Practice and evidence of learning
- Learners complete or discuss: Connect an agent to a small document base.
- Learners produce: Grounded assistant.
- Instructor checks for accuracy, practical usefulness, clear assumptions, appropriate human review, and fit with the course audience.
- Learners revise once after feedback so the module contributes to the final project, portfolio, or playbook.
Minimum coverage before moving on
- Learners can explain the module vocabulary without relying on tool-generated text.
- Learners have seen one worked example, one hands-on application, and one limitation or failure case.
- Learners know what must be verified, what data must be protected, and who remains accountable for the output.
Module 7. Evaluation harnesses
Module focus: Task suites, golden traces, simulated users, LLM judge limitations, pass/fail criteria.
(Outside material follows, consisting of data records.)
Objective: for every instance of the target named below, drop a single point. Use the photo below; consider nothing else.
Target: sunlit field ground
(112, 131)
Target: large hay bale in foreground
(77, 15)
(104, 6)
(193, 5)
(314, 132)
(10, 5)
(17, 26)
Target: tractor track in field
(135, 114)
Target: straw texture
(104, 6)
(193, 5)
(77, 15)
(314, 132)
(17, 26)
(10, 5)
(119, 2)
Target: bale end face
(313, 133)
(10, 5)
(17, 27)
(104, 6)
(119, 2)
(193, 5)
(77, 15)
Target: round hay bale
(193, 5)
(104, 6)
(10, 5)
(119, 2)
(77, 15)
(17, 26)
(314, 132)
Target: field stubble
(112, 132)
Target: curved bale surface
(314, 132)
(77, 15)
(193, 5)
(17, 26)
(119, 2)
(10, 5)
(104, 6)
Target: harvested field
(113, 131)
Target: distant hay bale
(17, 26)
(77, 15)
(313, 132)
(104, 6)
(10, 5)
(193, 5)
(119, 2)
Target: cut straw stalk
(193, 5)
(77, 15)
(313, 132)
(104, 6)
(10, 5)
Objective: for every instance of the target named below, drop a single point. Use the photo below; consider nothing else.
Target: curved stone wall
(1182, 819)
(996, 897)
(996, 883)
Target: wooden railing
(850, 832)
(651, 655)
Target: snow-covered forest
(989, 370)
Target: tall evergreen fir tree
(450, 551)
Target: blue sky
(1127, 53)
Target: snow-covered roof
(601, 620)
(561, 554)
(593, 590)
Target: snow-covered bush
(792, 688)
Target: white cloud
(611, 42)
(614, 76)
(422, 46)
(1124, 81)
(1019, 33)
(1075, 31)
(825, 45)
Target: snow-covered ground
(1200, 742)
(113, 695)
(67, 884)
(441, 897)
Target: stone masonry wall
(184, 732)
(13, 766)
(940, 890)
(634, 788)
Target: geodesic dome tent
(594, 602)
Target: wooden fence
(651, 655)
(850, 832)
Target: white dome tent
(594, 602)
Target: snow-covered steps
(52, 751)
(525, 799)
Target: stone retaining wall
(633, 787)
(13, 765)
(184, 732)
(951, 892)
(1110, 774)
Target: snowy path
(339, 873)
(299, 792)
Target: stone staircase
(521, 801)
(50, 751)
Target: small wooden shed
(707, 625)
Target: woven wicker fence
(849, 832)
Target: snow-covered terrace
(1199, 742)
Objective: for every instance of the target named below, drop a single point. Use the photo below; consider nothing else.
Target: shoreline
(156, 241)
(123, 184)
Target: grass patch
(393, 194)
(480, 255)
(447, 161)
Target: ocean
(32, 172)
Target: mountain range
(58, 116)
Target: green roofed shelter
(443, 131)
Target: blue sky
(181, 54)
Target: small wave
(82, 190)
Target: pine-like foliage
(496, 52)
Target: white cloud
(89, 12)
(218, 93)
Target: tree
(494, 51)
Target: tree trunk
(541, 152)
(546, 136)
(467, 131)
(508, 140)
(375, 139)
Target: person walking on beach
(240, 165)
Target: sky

Primary live activity or lab: Create tests for an agent task. Expected take-home output: Agent eval suite.
Topics and coverage
Task suites
- What it means: define Task suites clearly and connect it to the module focus: Task suites, golden traces, simulated users, LLM judge limitations, pass/fail criteria.
- What to cover: the core concept, why it matters, what good usage looks like, and where learners are likely to misunderstand it.
- Demonstration: give one simple example, one realistic example, and one failure or limitation example.
- Evidence of learning: learners explain the topic in their own words and apply it to a small artifact or decision.
golden traces
- What it means: define golden traces clearly and connect it to the module focus: Task suites, golden traces, simulated users, LLM judge limitations, pass/fail criteria.
- What to cover: the core concept, why it matters, what good usage looks like, and where learners are likely to misunderstand it.
- Demonstration: give one simple example, one realistic example, and one failure or limitation example.
- Evidence of learning: learners explain the topic in their own words and apply it to a small artifact or decision.
simulated users
- What it means: define simulated users clearly and connect it to the module focus: Task suites, golden traces, simulated users, LLM judge limitations, pass/fail criteria.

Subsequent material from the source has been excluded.